Structured Mojo Kernels Part 2 - The Three Pillars

Fabio Riccardi

Modular Kernel Team

Engineering

In Part 1, we introduced the structured kernel architecture and made the case for why it exists. Conventional GPU kernels (where pipeline coordination, data movement, and compute interleave across thousands of lines) are difficult to maintain and difficult to extend. Adding block-scaled quantization to a conventional kernel means writing a new kernel. Adding support for a new hardware feature means touching code that has nothing to do with that feature. Structured Mojo Kernels address this by separating concerns into three components with defined interfaces, and we showed the result: 48% less code, identical performance, and a conv2d kernel that reused the entire matmul infrastructure with only ~130 lines of conv-specific code.

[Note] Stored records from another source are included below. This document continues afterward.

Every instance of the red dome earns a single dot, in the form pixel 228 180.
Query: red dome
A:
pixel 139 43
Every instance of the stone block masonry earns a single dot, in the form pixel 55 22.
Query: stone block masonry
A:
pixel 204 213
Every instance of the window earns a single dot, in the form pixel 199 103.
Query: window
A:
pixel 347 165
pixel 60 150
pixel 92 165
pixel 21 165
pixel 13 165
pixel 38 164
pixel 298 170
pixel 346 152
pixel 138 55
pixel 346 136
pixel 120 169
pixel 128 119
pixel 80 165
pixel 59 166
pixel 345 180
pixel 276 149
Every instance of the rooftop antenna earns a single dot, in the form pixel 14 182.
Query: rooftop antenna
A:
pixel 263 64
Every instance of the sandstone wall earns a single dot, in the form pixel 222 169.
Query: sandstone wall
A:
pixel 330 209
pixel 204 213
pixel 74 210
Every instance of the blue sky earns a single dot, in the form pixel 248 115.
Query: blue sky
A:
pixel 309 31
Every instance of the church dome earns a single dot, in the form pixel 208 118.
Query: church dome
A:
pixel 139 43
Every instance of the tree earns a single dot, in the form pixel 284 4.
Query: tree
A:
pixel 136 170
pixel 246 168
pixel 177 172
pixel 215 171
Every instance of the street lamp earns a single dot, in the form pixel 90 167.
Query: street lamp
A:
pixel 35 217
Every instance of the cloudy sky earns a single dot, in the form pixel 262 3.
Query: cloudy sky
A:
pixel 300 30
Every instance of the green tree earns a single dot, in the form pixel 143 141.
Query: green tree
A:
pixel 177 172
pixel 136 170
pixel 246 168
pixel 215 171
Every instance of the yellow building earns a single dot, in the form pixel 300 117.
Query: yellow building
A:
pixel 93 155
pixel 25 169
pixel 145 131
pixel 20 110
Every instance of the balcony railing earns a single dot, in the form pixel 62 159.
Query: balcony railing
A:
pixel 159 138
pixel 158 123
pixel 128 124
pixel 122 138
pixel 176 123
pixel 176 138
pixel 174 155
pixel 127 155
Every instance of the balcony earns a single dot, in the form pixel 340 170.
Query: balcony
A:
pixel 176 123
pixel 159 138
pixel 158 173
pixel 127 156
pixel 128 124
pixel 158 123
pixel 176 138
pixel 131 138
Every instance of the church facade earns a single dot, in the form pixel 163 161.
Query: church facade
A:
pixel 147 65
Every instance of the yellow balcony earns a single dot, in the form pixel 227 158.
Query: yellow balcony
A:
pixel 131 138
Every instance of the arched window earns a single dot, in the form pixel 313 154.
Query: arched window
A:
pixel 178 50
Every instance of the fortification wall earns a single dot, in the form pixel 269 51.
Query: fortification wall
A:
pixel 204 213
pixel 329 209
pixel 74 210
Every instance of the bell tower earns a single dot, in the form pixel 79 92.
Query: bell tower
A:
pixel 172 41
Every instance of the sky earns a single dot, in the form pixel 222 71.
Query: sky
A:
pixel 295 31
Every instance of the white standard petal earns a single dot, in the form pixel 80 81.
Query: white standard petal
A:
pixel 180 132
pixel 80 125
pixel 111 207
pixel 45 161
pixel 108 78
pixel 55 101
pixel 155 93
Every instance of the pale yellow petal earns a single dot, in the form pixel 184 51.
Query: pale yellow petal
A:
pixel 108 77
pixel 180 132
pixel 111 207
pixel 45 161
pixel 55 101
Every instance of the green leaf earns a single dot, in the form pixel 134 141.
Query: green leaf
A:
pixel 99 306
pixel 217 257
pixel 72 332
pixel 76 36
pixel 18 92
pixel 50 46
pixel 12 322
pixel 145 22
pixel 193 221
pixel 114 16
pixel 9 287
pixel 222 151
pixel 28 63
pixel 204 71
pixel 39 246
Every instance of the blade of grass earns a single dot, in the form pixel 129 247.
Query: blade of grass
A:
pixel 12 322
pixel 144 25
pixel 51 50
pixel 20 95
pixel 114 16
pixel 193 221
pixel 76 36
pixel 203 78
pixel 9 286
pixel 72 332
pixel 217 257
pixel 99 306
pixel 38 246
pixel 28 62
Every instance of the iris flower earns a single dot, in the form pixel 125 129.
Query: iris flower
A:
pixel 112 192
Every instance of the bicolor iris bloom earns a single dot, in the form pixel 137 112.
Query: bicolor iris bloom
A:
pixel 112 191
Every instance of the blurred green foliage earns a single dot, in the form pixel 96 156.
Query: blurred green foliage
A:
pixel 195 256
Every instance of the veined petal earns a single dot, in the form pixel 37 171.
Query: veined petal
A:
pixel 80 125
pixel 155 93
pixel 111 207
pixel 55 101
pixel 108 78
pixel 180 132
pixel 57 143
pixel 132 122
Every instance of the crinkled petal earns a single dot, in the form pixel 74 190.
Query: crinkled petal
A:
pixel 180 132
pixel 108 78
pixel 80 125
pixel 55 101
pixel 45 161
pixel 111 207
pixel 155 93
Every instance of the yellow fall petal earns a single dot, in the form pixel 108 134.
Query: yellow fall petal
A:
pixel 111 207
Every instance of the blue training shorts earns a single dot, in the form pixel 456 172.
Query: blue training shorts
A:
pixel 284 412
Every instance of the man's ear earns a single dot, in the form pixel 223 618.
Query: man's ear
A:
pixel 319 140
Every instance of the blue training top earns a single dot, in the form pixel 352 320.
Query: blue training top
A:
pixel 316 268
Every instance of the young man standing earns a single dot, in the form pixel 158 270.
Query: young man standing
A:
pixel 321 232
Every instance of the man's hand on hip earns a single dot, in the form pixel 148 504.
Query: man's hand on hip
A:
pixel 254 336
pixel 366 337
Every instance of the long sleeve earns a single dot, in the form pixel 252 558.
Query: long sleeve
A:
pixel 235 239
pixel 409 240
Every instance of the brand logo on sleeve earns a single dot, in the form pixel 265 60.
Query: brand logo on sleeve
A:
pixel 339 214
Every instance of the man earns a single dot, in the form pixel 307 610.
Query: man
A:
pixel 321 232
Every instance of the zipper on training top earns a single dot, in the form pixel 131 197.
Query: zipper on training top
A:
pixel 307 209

This post examines how these components work and why their boundaries matter. TileIO, TilePipeline, and TileOp each own one part of the kernel's job. These are patterns, not library APIs. The concrete implementations live in the open-source kernels library, but the patterns are what make the architecture work. That distinction matters because GPU kernels don't stay static. Structured Mojo Kernels enable durable patterns that work across NVIDIA and AMD hardware generations without rewriting the kernel structure.

💡
Code: All kernels mentioned in this series are available in the Modular repository.

The Data Flow Model

A structured matmul kernel moves data through three distinct memory levels: global memory (DRAM), shared memory (SMEM/LDS), and registers or tensor memory. The three components own one leg of this journey each. TileIO moves tiles from DRAM to shared memory. TilePipeline signals when tiles are ready to consume or free to refill. TileOp reads from shared memory, runs MMA instructions, and writes accumulators. No component reaches into another's domain.

Data Flow Model Diagram
Data Flow Model Diagram

Each component owns a specific part of this flow

  • TileIO: Moves data between global and shared memory
  • TilePipeline: Coordinates when tiles are ready or consumed
  • TileOp: Executes the actual computation

TileIO: The Data Movement Specialist

TileIO handles all data movement between memory hierarchies. Its responsibility is to hide the complexity of platform-specific DMA operations behind a clean interface.

What TileIO Encapsulates

ConcernNVIDIAAMDEncapsulated By
DMA operationTMA async_copyload_to_ldsload()
Address calculationTMA descriptorsBuffer resourcesConstructor
Layout transformationTMA swizzle modesManual swizzleConfiguration
Masking/boundsTMA handlesManual checksload()

NVIDIA: TileLoaderTMA

On NVIDIA SM100, TileIO wraps TMA (Tensor Memory Accelerator) operations. The loader stores a pointer to the TMA descriptor and a multicast mask for cluster distribution:

mojo
struct TileLoaderTMA[
    tma_origin: ImmutOrigin,
    dtype: DType,
    gmem_layout: Layout,
    desc_layout: Layout,
    /,
    *,
    cta_group: Int,
](TrivialRegisterPassable):
    """TMA-based tile loader for SM100."""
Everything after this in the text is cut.